What Is a Balance Sheet Account and How Does It Work?

A balance sheet account is any account in a company’s books that tracks assets, liabilities, or equity. These three categories make up the balance sheet, one of the core financial statements, and they follow a simple rule: assets always equal liabilities plus equity. Unlike revenue and expense accounts, which reset to zero at the end of each fiscal year, balance sheet accounts carry their balances forward indefinitely.

Why They’re Called Permanent Accounts

Balance sheet accounts are also known as permanent accounts because their balances persist from one accounting period to the next. If a company holds $75 in cash at the end of this year, that $75 still appears on the books at the start of next year (assuming it isn’t spent). The same logic applies to a building, a loan, or shares of stock. These balances accumulate over the life of the business rather than wiping clean when the calendar turns.

Revenue and expense accounts, by contrast, are temporary. At the end of each fiscal year, a company makes closing entries that zero out those accounts and move the net result (profit or loss) into retained earnings on the balance sheet. That’s how a temporary account becomes part of a permanent one. The dividends paid to investors are then subtracted from retained earnings as a final closing step.

The Three Categories

Every balance sheet account falls into one of three groups, and the relationship between them is expressed by the accounting equation: Assets = Liabilities + Equity. This equation must always balance. If a company owns $500,000 in total assets and owes $300,000 in liabilities, the remaining $200,000 is equity. Here’s what each category covers.

Assets

Assets are the valuable resources a company controls. They range from cash in a bank account to factory equipment worth millions. A typical chart of accounts includes asset accounts like cash, savings accounts, petty cash, accounts receivable (money customers owe you), inventory, prepaid insurance, vehicles, and buildings.

Assets are generally listed in order of liquidity, meaning how quickly they can be converted to cash. Cash and accounts receivable sit near the top. Buildings and land sit near the bottom.
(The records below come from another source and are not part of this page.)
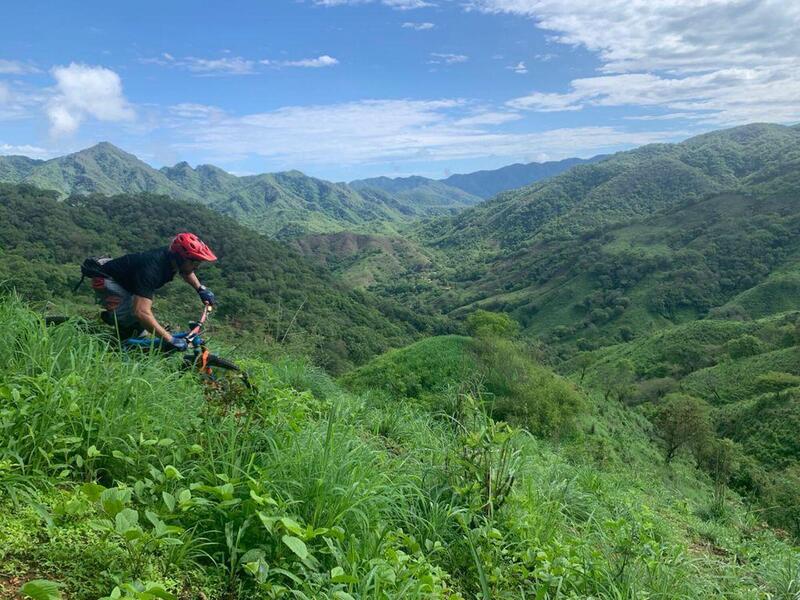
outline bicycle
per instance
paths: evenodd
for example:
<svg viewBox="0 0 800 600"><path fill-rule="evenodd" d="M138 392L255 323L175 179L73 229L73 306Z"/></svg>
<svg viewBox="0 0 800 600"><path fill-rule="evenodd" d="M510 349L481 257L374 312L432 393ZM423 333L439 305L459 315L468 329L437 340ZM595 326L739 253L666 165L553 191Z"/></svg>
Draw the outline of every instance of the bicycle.
<svg viewBox="0 0 800 600"><path fill-rule="evenodd" d="M205 305L200 319L198 321L189 322L188 331L172 334L174 337L186 339L187 342L186 350L183 351L182 368L185 370L197 371L205 384L223 394L236 391L237 382L241 382L245 390L255 391L255 386L250 382L246 371L241 369L239 365L233 361L212 354L209 351L206 345L206 339L201 336L201 333L211 310L211 306ZM45 317L45 324L60 325L68 320L70 320L69 317L48 316ZM143 352L158 351L165 356L181 352L181 350L178 350L172 346L172 344L164 340L145 336L130 337L120 340L120 348L125 352L134 350ZM219 373L215 373L215 369L221 369L228 374L221 377ZM232 377L231 374L235 375Z"/></svg>

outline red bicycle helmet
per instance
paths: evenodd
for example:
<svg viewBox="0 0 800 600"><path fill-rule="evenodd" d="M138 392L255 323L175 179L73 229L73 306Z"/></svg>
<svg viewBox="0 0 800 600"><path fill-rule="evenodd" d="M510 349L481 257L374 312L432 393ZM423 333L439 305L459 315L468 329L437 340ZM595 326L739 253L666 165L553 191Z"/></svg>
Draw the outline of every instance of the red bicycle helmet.
<svg viewBox="0 0 800 600"><path fill-rule="evenodd" d="M179 233L169 245L169 251L188 260L217 260L216 254L193 233Z"/></svg>

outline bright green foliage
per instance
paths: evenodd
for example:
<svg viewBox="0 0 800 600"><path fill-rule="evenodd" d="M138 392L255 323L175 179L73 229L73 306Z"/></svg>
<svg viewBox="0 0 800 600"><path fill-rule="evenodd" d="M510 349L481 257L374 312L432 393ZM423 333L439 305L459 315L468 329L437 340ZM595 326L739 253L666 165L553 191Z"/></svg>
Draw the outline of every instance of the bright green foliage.
<svg viewBox="0 0 800 600"><path fill-rule="evenodd" d="M428 338L376 358L341 382L427 399L448 414L459 393L479 393L494 418L553 438L572 432L583 404L571 383L538 364L524 346L497 338Z"/></svg>
<svg viewBox="0 0 800 600"><path fill-rule="evenodd" d="M120 357L14 302L0 342L0 481L19 501L0 500L0 575L36 573L65 597L792 590L796 552L735 497L724 521L696 516L713 489L681 464L665 486L645 431L600 396L598 432L556 446L492 419L489 397L442 414L254 359L258 394L221 411L168 360ZM508 363L515 348L483 352Z"/></svg>
<svg viewBox="0 0 800 600"><path fill-rule="evenodd" d="M519 332L519 324L502 313L476 310L467 317L467 329L476 337L512 338Z"/></svg>
<svg viewBox="0 0 800 600"><path fill-rule="evenodd" d="M391 350L347 373L341 382L352 389L385 390L393 396L422 398L470 379L477 363L462 336L428 338Z"/></svg>
<svg viewBox="0 0 800 600"><path fill-rule="evenodd" d="M60 583L55 581L47 581L45 579L34 579L23 585L19 591L26 597L32 600L60 600L62 587Z"/></svg>
<svg viewBox="0 0 800 600"><path fill-rule="evenodd" d="M757 337L745 334L725 344L725 350L731 358L736 359L761 354L765 347Z"/></svg>

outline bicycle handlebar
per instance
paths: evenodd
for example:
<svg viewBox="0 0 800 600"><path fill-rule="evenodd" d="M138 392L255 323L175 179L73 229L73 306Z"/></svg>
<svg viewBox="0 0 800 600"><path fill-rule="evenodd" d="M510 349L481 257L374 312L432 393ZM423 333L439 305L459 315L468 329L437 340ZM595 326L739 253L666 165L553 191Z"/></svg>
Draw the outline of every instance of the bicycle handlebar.
<svg viewBox="0 0 800 600"><path fill-rule="evenodd" d="M200 333L200 329L205 324L206 319L208 319L208 313L210 313L211 310L212 310L212 308L211 308L210 304L206 304L205 306L203 306L203 314L200 316L200 320L197 322L197 325L195 325L189 331L189 333L186 334L186 339L187 340L191 340L194 336L196 336L198 333Z"/></svg>

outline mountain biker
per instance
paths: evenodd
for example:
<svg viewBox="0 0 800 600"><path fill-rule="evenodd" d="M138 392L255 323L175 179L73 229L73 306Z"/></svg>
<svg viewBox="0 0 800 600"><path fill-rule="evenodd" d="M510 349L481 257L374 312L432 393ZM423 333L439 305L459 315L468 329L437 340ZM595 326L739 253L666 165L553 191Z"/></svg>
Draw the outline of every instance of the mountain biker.
<svg viewBox="0 0 800 600"><path fill-rule="evenodd" d="M195 274L201 263L215 260L216 255L195 234L179 233L167 248L126 254L102 262L104 277L92 280L92 288L105 308L100 318L115 326L122 339L146 329L174 348L185 350L186 340L173 336L153 315L153 294L180 273L204 304L215 305L214 294Z"/></svg>

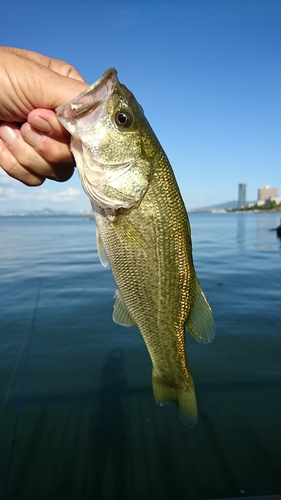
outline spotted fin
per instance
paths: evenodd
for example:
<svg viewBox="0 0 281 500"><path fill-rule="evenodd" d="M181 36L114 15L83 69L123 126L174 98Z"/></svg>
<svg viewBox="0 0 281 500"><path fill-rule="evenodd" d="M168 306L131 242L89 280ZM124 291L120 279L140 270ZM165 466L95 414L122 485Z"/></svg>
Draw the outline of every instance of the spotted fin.
<svg viewBox="0 0 281 500"><path fill-rule="evenodd" d="M132 320L128 309L124 305L118 290L116 290L114 297L115 297L115 302L113 306L113 315L112 315L113 321L115 323L118 323L118 325L133 326L135 323Z"/></svg>
<svg viewBox="0 0 281 500"><path fill-rule="evenodd" d="M197 278L195 278L194 297L194 303L185 327L197 342L208 344L215 336L215 323L212 309Z"/></svg>
<svg viewBox="0 0 281 500"><path fill-rule="evenodd" d="M107 258L107 255L105 253L103 242L101 241L98 226L96 227L96 242L97 242L97 251L98 251L98 255L99 255L101 264L103 265L103 267L106 267L108 265L108 258Z"/></svg>
<svg viewBox="0 0 281 500"><path fill-rule="evenodd" d="M190 427L195 427L197 423L197 402L191 375L188 377L188 385L180 388L163 381L153 369L152 388L157 404L164 406L175 402L181 421Z"/></svg>

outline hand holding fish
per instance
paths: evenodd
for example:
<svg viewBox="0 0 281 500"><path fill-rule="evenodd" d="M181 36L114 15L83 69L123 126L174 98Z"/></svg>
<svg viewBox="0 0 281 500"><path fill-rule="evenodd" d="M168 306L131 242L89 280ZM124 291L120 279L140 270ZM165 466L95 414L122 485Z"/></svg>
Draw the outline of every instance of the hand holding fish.
<svg viewBox="0 0 281 500"><path fill-rule="evenodd" d="M87 84L70 64L0 47L0 165L29 186L73 173L70 135L52 111Z"/></svg>

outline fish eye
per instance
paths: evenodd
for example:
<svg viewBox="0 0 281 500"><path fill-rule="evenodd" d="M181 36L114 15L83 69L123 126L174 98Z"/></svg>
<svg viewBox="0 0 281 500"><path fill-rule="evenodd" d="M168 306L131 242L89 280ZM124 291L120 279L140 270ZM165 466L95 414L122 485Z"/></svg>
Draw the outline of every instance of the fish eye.
<svg viewBox="0 0 281 500"><path fill-rule="evenodd" d="M132 122L133 118L127 111L117 111L115 115L115 123L118 127L128 128Z"/></svg>

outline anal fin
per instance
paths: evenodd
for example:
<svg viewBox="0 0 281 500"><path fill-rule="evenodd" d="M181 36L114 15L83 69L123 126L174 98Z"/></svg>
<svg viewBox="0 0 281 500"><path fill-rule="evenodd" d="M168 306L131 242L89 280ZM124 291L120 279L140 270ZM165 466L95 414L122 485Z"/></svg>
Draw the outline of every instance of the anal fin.
<svg viewBox="0 0 281 500"><path fill-rule="evenodd" d="M195 278L194 293L194 303L185 327L197 342L208 344L215 336L215 323L212 309L197 277Z"/></svg>

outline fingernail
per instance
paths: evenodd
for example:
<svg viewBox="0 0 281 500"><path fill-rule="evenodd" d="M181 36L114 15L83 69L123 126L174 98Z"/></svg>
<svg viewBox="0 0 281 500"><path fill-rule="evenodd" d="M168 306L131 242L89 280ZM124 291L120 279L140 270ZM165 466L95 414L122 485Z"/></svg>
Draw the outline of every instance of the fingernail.
<svg viewBox="0 0 281 500"><path fill-rule="evenodd" d="M33 147L38 147L42 141L42 134L36 132L32 128L26 130L23 137L25 142L28 142L28 144Z"/></svg>
<svg viewBox="0 0 281 500"><path fill-rule="evenodd" d="M11 146L17 138L17 133L13 128L2 125L0 128L0 137L7 146Z"/></svg>
<svg viewBox="0 0 281 500"><path fill-rule="evenodd" d="M50 132L52 132L52 127L49 122L44 120L44 118L42 118L41 116L34 116L32 120L32 125L40 130L40 132L44 132L44 134L49 134Z"/></svg>

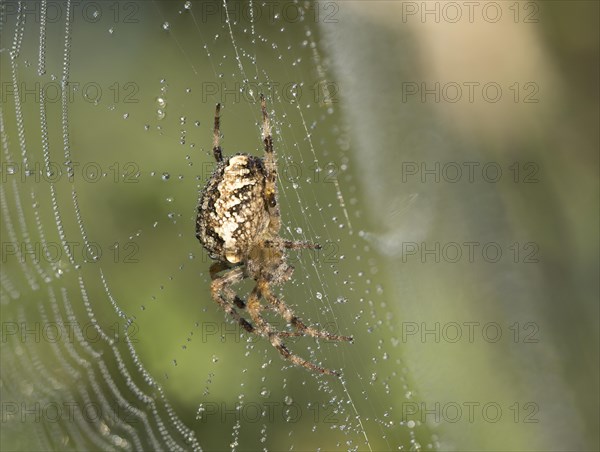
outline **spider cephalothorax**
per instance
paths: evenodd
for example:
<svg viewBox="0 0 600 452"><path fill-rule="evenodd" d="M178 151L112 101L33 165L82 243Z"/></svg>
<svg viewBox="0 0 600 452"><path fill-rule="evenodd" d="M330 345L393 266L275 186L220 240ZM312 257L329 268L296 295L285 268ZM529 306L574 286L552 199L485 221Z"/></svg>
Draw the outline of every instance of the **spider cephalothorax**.
<svg viewBox="0 0 600 452"><path fill-rule="evenodd" d="M248 154L223 158L219 145L221 106L217 104L216 107L213 154L217 167L202 191L196 219L196 237L211 258L217 260L210 268L211 295L246 331L267 337L286 359L307 369L339 375L294 355L282 340L305 335L335 341L351 341L352 338L305 325L271 292L272 285L281 284L292 276L293 267L285 259L286 249L320 246L284 240L279 236L277 165L264 96L261 95L260 100L265 146L262 159ZM221 271L224 273L218 276ZM256 281L247 302L232 289L235 283L245 278ZM279 313L295 331L276 331L261 315L265 309L260 304L261 298L267 301L267 308ZM236 307L247 310L251 322L244 319Z"/></svg>

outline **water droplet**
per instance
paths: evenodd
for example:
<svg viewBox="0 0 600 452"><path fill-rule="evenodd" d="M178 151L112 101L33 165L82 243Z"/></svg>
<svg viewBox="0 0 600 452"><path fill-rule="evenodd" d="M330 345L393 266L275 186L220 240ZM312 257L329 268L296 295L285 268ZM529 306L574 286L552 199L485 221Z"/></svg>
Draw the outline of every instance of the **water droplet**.
<svg viewBox="0 0 600 452"><path fill-rule="evenodd" d="M192 2L190 2L190 1L188 0L187 2L185 2L185 3L183 4L183 7L184 7L185 9L188 9L188 10L189 10L189 9L192 9Z"/></svg>
<svg viewBox="0 0 600 452"><path fill-rule="evenodd" d="M163 22L162 28L165 31L169 31L171 29L171 24L169 22Z"/></svg>
<svg viewBox="0 0 600 452"><path fill-rule="evenodd" d="M267 388L263 387L260 390L260 395L261 395L261 397L267 398L267 397L269 397L271 395L271 391L269 391Z"/></svg>
<svg viewBox="0 0 600 452"><path fill-rule="evenodd" d="M216 355L212 355L212 362L216 363L219 361L219 358Z"/></svg>
<svg viewBox="0 0 600 452"><path fill-rule="evenodd" d="M162 180L169 180L171 175L169 173L162 173Z"/></svg>

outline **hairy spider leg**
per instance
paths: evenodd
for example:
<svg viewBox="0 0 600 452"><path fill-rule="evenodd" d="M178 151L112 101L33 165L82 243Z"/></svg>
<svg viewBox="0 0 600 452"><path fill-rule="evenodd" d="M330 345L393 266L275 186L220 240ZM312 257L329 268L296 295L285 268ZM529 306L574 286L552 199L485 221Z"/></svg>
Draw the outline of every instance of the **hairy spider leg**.
<svg viewBox="0 0 600 452"><path fill-rule="evenodd" d="M277 175L277 167L275 162L275 150L273 149L273 138L271 137L271 122L267 114L267 101L263 94L260 95L260 109L262 112L262 138L265 145L265 164L269 174ZM273 179L273 182L275 179Z"/></svg>
<svg viewBox="0 0 600 452"><path fill-rule="evenodd" d="M219 276L217 276L217 273L220 273L224 270L231 270L231 267L226 263L226 262L215 262L214 264L212 264L210 266L210 279L212 281L214 281L215 279L219 278ZM242 279L244 279L245 276L242 276ZM240 280L241 281L241 280ZM234 283L231 283L234 284ZM246 309L246 303L244 302L244 300L242 300L240 297L238 297L235 293L235 291L231 288L231 284L230 285L225 285L223 287L221 287L221 290L223 290L224 292L227 292L227 297L230 300L233 300L233 302L235 303L235 305L240 308L240 309Z"/></svg>
<svg viewBox="0 0 600 452"><path fill-rule="evenodd" d="M212 267L214 267L214 265ZM231 297L231 293L233 292L231 290L231 285L243 279L244 270L241 267L231 268L224 275L213 279L212 283L210 284L210 293L213 297L213 300L215 300L217 304L221 306L221 309L227 312L227 314L229 314L242 328L249 333L259 334L252 324L244 319L233 307L233 304L236 303L235 298L237 297L235 294L233 298ZM228 296L230 299L227 300L225 298L226 296Z"/></svg>
<svg viewBox="0 0 600 452"><path fill-rule="evenodd" d="M302 335L308 335L319 339L327 339L328 341L347 341L352 342L354 338L352 336L340 336L338 334L330 333L325 330L317 330L311 326L307 326L294 312L279 298L277 298L269 287L265 285L263 287L263 296L273 306L273 308L279 312L281 317L285 321L292 325Z"/></svg>
<svg viewBox="0 0 600 452"><path fill-rule="evenodd" d="M235 291L231 288L231 286L243 279L246 278L246 275L242 274L241 276L238 274L234 274L234 275L230 275L228 276L227 280L223 279L223 276L219 277L217 276L217 273L220 273L223 270L242 270L241 267L232 269L231 267L229 267L226 263L224 262L215 262L213 265L210 266L210 278L213 281L219 281L218 287L213 288L211 286L211 290L213 293L213 298L215 299L215 301L221 306L221 308L223 308L223 300L225 300L225 302L228 302L231 304L231 302L233 302L238 308L240 309L246 309L246 302L244 300L242 300L240 297L238 297L238 295L235 293ZM223 297L220 297L220 292L223 292L225 295L225 299ZM220 297L219 299L217 299L216 297ZM267 308L270 310L275 311L275 309L272 306L261 306L262 308ZM229 310L226 310L229 315L231 315L240 325L242 325L242 322L246 322L248 324L250 324L249 322L247 322L245 319L243 319L239 313L236 316L234 313L231 313ZM250 326L252 326L250 324ZM251 333L254 334L258 334L256 330L254 330L254 327L252 327L252 331L248 330L247 325L242 325L242 327ZM282 331L281 335L284 337L299 337L299 336L305 336L305 333L301 332L301 331Z"/></svg>
<svg viewBox="0 0 600 452"><path fill-rule="evenodd" d="M302 240L285 240L277 237L277 240L265 240L265 246L278 248L282 246L287 248L288 250L301 250L301 249L311 249L311 250L320 250L321 245L318 243L305 242Z"/></svg>
<svg viewBox="0 0 600 452"><path fill-rule="evenodd" d="M217 104L215 108L215 128L213 129L213 155L215 156L215 160L217 162L223 161L223 151L221 150L221 146L219 144L221 140L221 104Z"/></svg>
<svg viewBox="0 0 600 452"><path fill-rule="evenodd" d="M305 359L300 358L298 355L294 355L289 349L285 346L281 337L277 333L270 333L269 340L271 341L271 345L281 353L285 359L291 361L297 366L302 366L306 369L312 370L314 372L319 372L321 374L333 375L336 377L340 377L342 374L331 369L325 369L324 367L319 367L316 364L311 363L310 361L306 361Z"/></svg>
<svg viewBox="0 0 600 452"><path fill-rule="evenodd" d="M277 205L277 157L273 148L273 137L271 135L271 122L267 114L267 101L263 94L260 95L260 108L262 111L262 138L265 146L265 155L263 162L265 164L265 199L267 208L271 215L269 230L273 236L276 236L281 228L281 219L279 206Z"/></svg>
<svg viewBox="0 0 600 452"><path fill-rule="evenodd" d="M213 270L215 265L211 266L211 270ZM265 288L265 282L257 283L248 299L247 308L248 312L250 313L250 317L252 318L255 324L255 326L253 326L250 322L244 319L233 307L233 303L235 303L234 299L237 298L237 296L235 296L235 294L233 294L233 297L231 296L231 294L233 293L233 291L231 290L231 286L244 279L243 268L230 268L224 275L220 277L216 276L216 271L211 271L211 277L212 276L214 276L213 282L211 283L211 293L213 299L217 302L217 304L219 304L221 309L228 313L242 328L244 328L244 330L246 330L248 333L268 337L269 341L271 342L271 345L273 345L273 347L275 347L285 359L291 361L292 363L298 366L302 366L306 369L313 370L322 374L340 376L339 372L317 366L309 361L300 358L297 355L294 355L292 352L290 352L290 350L285 346L285 344L281 340L282 337L303 336L305 334L303 331L298 331L295 333L274 331L271 328L271 326L263 319L263 317L260 315L260 312L263 309L263 306L261 306L260 304L260 287L262 286L263 288ZM229 296L230 299L227 300L224 295Z"/></svg>
<svg viewBox="0 0 600 452"><path fill-rule="evenodd" d="M319 245L318 243L305 242L302 240L282 240L282 245L288 250L301 250L304 248L308 248L311 250L321 249L321 245Z"/></svg>
<svg viewBox="0 0 600 452"><path fill-rule="evenodd" d="M293 354L281 340L281 337L290 336L291 334L282 334L281 332L273 331L271 329L271 326L260 315L260 312L262 311L262 306L260 304L260 298L263 295L264 289L267 287L268 287L268 285L267 285L266 281L264 281L264 280L257 281L256 286L254 286L254 289L252 289L252 292L250 293L250 296L248 297L248 305L247 305L248 312L250 313L250 317L252 318L252 321L254 322L255 330L257 330L262 336L268 337L269 341L271 342L271 345L273 347L275 347L277 349L277 351L279 351L281 356L283 356L288 361L291 361L292 363L294 363L298 366L302 366L306 369L309 369L309 370L312 370L315 372L319 372L319 373L327 374L327 375L335 375L335 376L339 377L340 376L339 372L317 366L316 364L306 361L305 359L302 359L299 356Z"/></svg>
You’ll often see them split into current assets (expected to be used or converted within a year) and non-current or long-term assets (everything else).

Liabilities

Liabilities represent a company’s obligations, or what it owes to others. If assets were financed through borrowing, those debts show up here. Common liability accounts include accounts payable (bills the company hasn’t paid yet), notes payable (formal loan agreements), payroll liabilities (wages and taxes owed to employees and the government), accrued liabilities (expenses incurred but not yet billed), and company credit card balances.

Like assets, liabilities are split into current (due within a year) and long-term. A five-year bank loan, for example, would appear partly as a current liability (the portion due in the next 12 months) and partly as a long-term liability (the remaining balance).

Equity

Equity is the residual interest in the company after you subtract liabilities from assets. For a corporation, this section is called shareholders’ equity. It typically includes common stock, preferred stock, and retained earnings. Retained earnings is the running total of all profits the company has kept rather than distributing as dividends. Each year, net income flows into retained earnings through the closing entry process, and dividends paid to investors reduce the balance.

For a sole proprietorship or partnership, equity works the same way conceptually but uses an owner’s capital account instead of stock accounts. The principle is identical: equity tells you how much of the company’s assets are funded by the owners rather than by creditors.

How Balance Sheet Accounts Differ From Income Statement Accounts

The distinction matters for bookkeeping and for understanding financial statements. Income statement accounts (revenue, cost of goods sold, rent expense, salaries expense) measure activity over a specific period. They answer the question “How did the company perform this quarter or this year?” Balance sheet accounts measure position at a specific point in time. They answer “What does the company own, owe, and have left over right now?”

Because income statement accounts reset each period, they need closing entries. Balance sheet accounts do not. When you look at a chart of accounts, the numbering system usually reflects this split. Asset accounts often start with 1000-series numbers, liabilities with 2000-series, equity with 3000-series, and income statement accounts pick up from there. The exact numbering varies by company, but the pattern keeps balance sheet accounts grouped together.

Reading a Balance Sheet Account

Each balance sheet account has a normal balance, which is the side of the ledger (debit or credit) where increases are recorded. Asset accounts have a normal debit balance: when cash comes in, you debit the cash account. Liability and equity accounts have a normal credit balance: when you take on a new loan, you credit the notes payable account. Understanding these normal balances helps you read a trial balance or spot errors when the accounting equation doesn’t add up.

In practice, most people encounter balance sheet accounts through financial statements rather than journal entries. When you review a company’s balance sheet in an annual report, investment filing, or even a small business accounting app, every line item you see is a balance sheet account. Cash, inventory, accounts payable, long-term debt, retained earnings: each represents a permanent account whose balance has been accumulating since the company’s first day of operations.